Note: This is the third blog in a three-part series on Thailand’s senatorial elections. The first blog post explaining the complex electoral process can be read here, while the second blog outlining what’s at stake can be read here.
On 26 June, Thailand concluded its complex Senate election, marking the first upper house poll held since the military coup in 2014. However, thousands of electoral fraud complaints and an investigation into candidate qualifications delayed the official announcements of the results, initially set to be published on 3 July. On 10 July, the Senate officially endorsed the 200 new senators.
The provisional results released by the Election Commission (EC) on 2 July – which remain largely unchanged – provided a glimpse into the new Senate's composition. The question now looms: Will the new Senate be a departure from the outgoing military-appointed body, or will it perpetuate the status quo? Pundits lean towards the latter, but the potential for positive change cannot be discounted.
How did the election process go?
The self-selection process was expectedly relatively quiet, given that only those who applied to be candidates were allowed to vote in the in-direct election (Read more on the election process here). Of the 45,000 approved candidates, approximately 3000 finalists met on 26 June to vote on one another. Pro-reform activists had hoped that over one hundred thousand people would compete, but various factors, including the high application fees, may have contributed to falling short of this number. Nevertheless, on 27 June, the Election Commission released a list of 200 senators-elect and 100 substitutes in the case of disqualifications. Beyond one candidate being replaced by a substitute, the preliminary list of senators remained intact and was made official on 10 July.
The delay in publishing the official results has raised several concerns. The EC received thousands of complaints about block-vote rigging allegations, fake degrees, and false information provided in certain candidates’ registration documents. Allegations that some candidates were hired to participate in the race and cases of group voting, where candidates diverted their votes to other candidates supported by political groups – called into question the election’s credibility. While investigations are pending, the EC stated that 'at this point, we cannot say the voting was not free and fair.'
Political experts and observers have not shied away from criticizing the election system for its disproportionate representation across provinces. Punchada Sirivunnabood, associate professor of social sciences and humanities at the Mahidol University in Bangkok, points out that ‘'the Senate should ideally be representative of all provinces, but results show that although occupation groups are covered, only around 44 (out of 76) provinces are represented.’' This critique sheds light on the election system's flaws and informs the public about the need for reform.
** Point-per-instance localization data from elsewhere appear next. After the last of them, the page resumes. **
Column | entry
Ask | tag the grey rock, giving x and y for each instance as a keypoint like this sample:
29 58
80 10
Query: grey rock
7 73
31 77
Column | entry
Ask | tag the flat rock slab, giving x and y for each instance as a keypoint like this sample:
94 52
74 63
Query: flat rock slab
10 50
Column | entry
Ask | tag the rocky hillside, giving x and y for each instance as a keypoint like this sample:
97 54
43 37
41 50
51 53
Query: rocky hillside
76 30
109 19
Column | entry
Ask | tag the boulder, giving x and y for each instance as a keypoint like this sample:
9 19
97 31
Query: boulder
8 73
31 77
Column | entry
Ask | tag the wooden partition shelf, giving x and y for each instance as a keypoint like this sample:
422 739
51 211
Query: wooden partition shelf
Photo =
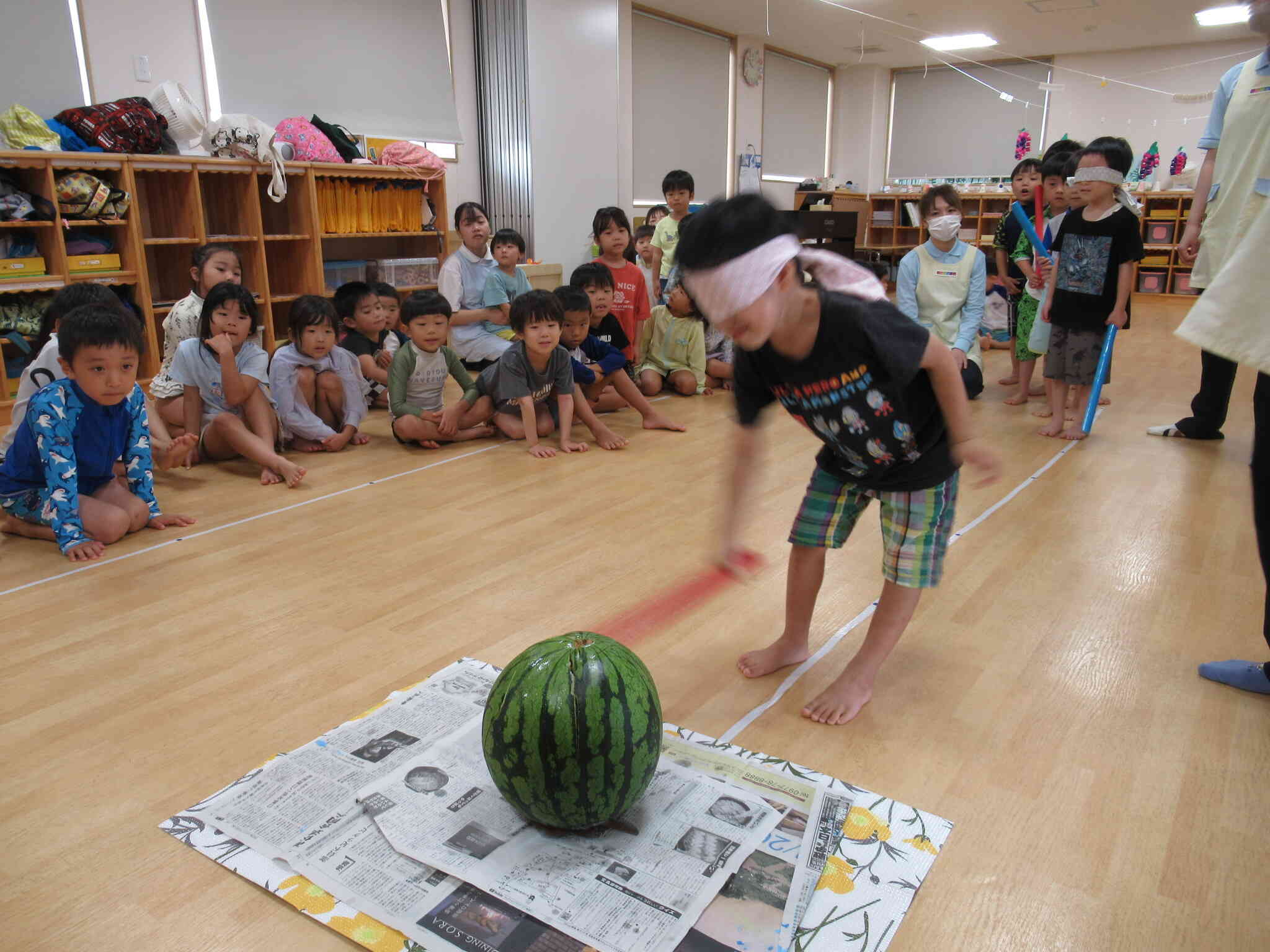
182 202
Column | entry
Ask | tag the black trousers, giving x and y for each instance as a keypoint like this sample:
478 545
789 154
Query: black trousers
1212 402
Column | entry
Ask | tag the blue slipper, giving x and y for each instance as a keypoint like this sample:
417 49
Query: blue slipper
1245 676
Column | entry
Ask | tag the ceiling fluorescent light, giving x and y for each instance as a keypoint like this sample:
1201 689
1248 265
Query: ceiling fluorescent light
1222 15
966 41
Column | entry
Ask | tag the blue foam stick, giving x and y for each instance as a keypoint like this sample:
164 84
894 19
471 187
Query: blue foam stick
1100 375
1030 231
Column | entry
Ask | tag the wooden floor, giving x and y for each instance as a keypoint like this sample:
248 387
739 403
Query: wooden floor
1044 699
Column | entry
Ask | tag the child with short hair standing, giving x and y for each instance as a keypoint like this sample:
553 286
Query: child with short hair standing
1023 180
418 375
506 282
58 482
1091 280
366 337
883 394
680 190
318 385
221 374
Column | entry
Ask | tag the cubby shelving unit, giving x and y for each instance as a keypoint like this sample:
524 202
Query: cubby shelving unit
182 202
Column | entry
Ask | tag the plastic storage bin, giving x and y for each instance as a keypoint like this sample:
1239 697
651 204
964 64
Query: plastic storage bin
409 272
335 273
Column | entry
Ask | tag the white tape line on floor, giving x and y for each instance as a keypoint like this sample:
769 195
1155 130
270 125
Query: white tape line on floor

Indeed, as a Thai reformist speaking on condition of anonymity noted, the provisional results ‘'serve as a reminder that the establishment makes the rules and knows how to use [state mechanisms] to achieve their ends.’' In other words, an overly complicated system to select senators might be working as intended.
Who are the big winners?
It’s difficult to say for sure whether pro-reform or conservative candidates won more seats, given the rule that candidates cannot hold political positions or be backed by political parties. However, political analysts have assessed that most incoming senators align with conservative interests. According to the Election Commission’s preliminary results, more than half of the elected senators are tied to the Bhumajaithai Party (BJT). This conservative and populist group is the third-largest party in the lower house and partners in the Pheu-Thai-led ruling coalition. Buri Ram in Northeastern Thailand, a stronghold province for BJT, saw the most senators (14) elected, while at least 80 elected senators come from twelve provinces where BJT has Members of Parliament. Other significant figures include former army generals, civil servants and police officers as well as a few academics and human rights activists.
What next for Thailand’s politics?
Two potential scenarios could unfold over the next five years. The most likely scenario suggests minimal change, with the 'old guard' simply adopting a new vehicle to maintain their influence over the Senate. Constitutional amendments are still on the table; however, political analysts note that significant legal changes like changing the senate voting system and amending the lese majeste law are unlikely under a BJT-dominated senate. However, a more positive second scenario might see those local leaders and senators-elect with diverse backgrounds driving positive change that centres around the communities and ordinary people they serve. Coupled with sufficient external pressure, these leaders might align themselves more with public demands, offering a glimmer of hope for Thailand's democratic future.
Disclaimer: Opinions expressed in this commentary are those of the authors and do not necessarily represent the institutional position of International IDEA, its Board of Advisers or its Council of Member States.